Jesus warned His disciples that they must count the cost of discipleship: “Whoever does not carry the cross and follow me cannot be my disciple. For which of you, intending to build a tower, does not first sit down and estimate the cost, to see whether he has enough to complete it? (Luke 14:27-28).” I don’t think He says this to scare them, but simply to let them know that there is a cost in following His path. Jesus heads straight for the path of love, and love leads Him to the cross. It leads us there too.

Like a sugar bowl (even a fine china sugar bowl) was made for sugar, my heart was made for love. It would be so easy to keep my china and precious tea cup collection safe. I could just go to the store and buy disposable everything. But then our tea parties wouldn’t be so special. And all that beautiful china would simply sit unseen in a cabinet, never fulfilling its intended purpose. I too could protect my heart from loss. I could go through the motions and never risk getting hurt by never opening my heart. I could keep my life an unopened book, never sharing its mysteries, struggles, and triumphs. I could never share the story of who I am, never listen to the story of who you are, and never allow those stories to shape each other in eternal ways. I could lock up my heart and never allow the presence of a student to live there and never suffer loss when they leave. And I could live a miserable, joy-less, empty life, bereft of laughter, flat, without any vibrant color or candor, simply a barren existence.

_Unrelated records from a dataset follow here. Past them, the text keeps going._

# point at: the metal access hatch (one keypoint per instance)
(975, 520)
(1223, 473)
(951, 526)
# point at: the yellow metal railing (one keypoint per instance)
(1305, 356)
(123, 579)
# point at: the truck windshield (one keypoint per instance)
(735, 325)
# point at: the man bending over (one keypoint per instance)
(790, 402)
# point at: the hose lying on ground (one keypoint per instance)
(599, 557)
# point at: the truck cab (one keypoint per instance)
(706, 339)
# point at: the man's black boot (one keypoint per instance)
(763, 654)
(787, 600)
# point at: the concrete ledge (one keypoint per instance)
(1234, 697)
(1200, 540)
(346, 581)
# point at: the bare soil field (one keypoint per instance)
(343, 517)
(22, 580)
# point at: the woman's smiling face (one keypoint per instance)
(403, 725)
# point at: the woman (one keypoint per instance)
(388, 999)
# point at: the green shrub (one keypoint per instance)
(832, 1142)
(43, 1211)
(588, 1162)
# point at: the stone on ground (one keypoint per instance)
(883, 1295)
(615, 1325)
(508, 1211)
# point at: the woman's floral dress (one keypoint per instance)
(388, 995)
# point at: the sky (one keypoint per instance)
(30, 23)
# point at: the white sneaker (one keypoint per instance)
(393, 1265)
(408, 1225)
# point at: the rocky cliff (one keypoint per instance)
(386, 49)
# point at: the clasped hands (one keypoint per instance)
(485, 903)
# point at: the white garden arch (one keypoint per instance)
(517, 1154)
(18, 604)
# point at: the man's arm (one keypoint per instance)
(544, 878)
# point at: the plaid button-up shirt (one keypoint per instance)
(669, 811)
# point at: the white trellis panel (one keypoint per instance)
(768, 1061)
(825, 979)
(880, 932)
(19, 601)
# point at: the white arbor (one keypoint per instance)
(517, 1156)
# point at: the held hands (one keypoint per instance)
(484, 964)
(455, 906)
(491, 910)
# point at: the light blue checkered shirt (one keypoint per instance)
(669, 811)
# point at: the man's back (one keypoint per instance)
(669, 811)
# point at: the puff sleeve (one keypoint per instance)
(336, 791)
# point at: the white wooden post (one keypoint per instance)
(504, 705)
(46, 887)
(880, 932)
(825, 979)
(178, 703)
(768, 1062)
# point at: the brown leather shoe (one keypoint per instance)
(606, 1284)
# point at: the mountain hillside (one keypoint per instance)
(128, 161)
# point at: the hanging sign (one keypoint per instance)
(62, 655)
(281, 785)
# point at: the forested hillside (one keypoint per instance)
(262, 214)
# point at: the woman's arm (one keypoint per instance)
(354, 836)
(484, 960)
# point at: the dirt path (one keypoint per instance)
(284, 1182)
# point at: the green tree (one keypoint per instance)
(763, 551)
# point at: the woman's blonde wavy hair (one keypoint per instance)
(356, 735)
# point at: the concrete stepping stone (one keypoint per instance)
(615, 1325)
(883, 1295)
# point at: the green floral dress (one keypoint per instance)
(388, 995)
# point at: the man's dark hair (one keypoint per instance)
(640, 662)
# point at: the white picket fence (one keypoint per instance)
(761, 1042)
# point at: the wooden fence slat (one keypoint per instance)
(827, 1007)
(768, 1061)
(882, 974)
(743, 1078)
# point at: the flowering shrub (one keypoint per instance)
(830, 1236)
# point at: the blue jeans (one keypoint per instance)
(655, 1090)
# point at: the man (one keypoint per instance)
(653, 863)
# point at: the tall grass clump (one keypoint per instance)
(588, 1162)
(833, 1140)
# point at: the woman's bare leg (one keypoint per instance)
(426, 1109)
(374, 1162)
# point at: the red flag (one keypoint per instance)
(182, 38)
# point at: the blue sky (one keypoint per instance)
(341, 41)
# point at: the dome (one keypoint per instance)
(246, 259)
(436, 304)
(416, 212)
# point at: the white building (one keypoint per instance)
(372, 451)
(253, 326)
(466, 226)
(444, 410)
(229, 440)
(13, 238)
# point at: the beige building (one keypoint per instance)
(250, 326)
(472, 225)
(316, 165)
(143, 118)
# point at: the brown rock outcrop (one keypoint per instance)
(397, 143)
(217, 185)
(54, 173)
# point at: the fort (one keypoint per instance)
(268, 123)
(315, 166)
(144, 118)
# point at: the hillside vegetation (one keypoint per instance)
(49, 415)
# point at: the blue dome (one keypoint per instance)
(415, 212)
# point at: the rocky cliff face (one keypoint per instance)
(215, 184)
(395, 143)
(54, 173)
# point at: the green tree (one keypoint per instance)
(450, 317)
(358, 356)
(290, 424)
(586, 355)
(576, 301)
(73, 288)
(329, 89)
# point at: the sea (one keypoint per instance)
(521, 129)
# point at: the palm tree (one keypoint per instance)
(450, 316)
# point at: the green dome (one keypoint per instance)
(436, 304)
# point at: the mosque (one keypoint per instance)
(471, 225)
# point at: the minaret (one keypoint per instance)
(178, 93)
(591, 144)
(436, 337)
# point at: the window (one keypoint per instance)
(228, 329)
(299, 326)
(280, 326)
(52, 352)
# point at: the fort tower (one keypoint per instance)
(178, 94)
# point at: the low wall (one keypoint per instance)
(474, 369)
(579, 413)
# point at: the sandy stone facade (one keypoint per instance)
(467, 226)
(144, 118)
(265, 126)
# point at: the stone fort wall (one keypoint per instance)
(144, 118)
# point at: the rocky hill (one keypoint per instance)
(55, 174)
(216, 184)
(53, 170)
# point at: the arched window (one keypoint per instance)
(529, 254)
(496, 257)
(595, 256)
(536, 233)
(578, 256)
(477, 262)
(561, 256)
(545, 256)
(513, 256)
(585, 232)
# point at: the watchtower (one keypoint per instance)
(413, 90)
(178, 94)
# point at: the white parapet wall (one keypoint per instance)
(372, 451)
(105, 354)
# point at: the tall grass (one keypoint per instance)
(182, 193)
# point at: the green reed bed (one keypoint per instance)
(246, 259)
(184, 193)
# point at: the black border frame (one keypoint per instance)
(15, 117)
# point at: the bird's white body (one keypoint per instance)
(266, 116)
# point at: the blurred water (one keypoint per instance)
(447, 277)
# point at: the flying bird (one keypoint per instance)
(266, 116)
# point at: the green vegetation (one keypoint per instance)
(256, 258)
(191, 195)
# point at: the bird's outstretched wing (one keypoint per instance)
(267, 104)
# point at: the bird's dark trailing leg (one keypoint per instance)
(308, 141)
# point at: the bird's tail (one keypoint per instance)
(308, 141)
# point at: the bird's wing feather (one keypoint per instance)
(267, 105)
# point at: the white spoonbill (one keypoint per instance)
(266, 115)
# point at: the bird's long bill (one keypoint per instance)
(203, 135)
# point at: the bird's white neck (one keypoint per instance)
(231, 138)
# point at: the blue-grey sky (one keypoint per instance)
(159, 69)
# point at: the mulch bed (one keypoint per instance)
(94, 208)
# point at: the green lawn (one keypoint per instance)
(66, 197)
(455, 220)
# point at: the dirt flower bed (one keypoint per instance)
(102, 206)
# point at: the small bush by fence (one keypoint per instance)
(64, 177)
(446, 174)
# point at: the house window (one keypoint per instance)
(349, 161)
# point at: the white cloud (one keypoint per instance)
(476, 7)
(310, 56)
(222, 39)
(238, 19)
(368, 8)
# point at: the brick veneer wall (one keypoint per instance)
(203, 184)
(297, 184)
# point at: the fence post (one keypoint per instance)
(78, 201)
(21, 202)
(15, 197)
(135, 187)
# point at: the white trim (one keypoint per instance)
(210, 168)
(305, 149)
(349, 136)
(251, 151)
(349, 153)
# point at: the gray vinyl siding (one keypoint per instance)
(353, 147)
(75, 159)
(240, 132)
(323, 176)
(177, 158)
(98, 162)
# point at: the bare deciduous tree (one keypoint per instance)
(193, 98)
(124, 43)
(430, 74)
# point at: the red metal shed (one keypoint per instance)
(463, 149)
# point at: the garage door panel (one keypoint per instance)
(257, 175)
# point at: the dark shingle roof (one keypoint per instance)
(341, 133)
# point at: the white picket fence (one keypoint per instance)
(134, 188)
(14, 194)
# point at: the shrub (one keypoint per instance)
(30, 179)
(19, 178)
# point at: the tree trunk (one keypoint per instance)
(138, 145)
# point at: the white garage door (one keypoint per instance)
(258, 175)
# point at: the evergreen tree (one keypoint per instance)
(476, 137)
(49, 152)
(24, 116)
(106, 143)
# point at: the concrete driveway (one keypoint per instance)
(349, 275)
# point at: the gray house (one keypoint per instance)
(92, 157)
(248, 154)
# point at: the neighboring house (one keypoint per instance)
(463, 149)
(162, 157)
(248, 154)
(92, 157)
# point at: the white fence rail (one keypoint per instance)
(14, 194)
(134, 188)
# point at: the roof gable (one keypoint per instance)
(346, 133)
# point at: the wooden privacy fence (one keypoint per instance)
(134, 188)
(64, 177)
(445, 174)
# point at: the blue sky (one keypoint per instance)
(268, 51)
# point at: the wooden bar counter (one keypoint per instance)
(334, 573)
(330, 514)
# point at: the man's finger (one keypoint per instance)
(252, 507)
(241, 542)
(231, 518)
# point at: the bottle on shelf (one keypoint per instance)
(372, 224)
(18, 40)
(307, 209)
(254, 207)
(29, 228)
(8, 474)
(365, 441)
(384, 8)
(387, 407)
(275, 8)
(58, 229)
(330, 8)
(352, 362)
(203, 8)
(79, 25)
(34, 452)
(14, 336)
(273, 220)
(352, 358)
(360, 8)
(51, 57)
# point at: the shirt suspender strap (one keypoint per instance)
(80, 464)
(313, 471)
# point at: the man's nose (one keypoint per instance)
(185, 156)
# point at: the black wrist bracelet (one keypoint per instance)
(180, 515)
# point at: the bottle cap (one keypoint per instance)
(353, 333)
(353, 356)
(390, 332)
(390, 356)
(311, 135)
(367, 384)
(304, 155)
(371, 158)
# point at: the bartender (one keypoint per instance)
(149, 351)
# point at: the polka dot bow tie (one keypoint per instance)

I could do that, but I would forever forfeit who I really am. My heart was made for love.

And I am a pastor whose flock always leaves. As my sheep, I will love you, nurture you, pray for you, wait for you, patiently tend you, gently guide you, and always worry over you. But if I do my job right, you will always leave me. And if I do my job right, your departure will always leave an ache in my heart. Loss is the cost of loving you into the fullness of God’s intention for you as a sheep in my care. Still I would not have it any other way. After eight years of being a campus minister, I have discovered that I was made for this ministry of loving students into fullness. It is worth it to me to suffer this loss. You are worth it to me.

Because we are all worth it to Him. On the cross Jesus answered Love’s call and laid down His own life so that He could take our brokenness and sin into His own heart. It was worth to Him to die there so that the power of sin would be broken in our lives, and so that we would know without any doubt that we are forgiven. When scripture says that nothing can separate us from the love God has for us in Jesus Christ, it speaks the truth. He removes the sin that separates us from God’s holiness by His death, and then He removes the death that sin breeds within us by His resurrection. His gift to us is eternal life, peace with the Father, and love that cleanses us from all un-love. Praise Jesus.

I know what I was made for. Do you know what you are made for? Part of my purpose is to help you discover that, to love you into it. To walk beside you until some day you walk into the destiny God has prepared for you, designed you for. The thing you would suffer loss for because nothing else fills you up quite the same way. And that is what you are to me.

So I love you, because He loves me and chooses to love you through me. In ways you cannot know you have been grafted into my life. And when it comes time to let you go my dear ones, it will always break my heart. But I am so grateful to be sweetly broken.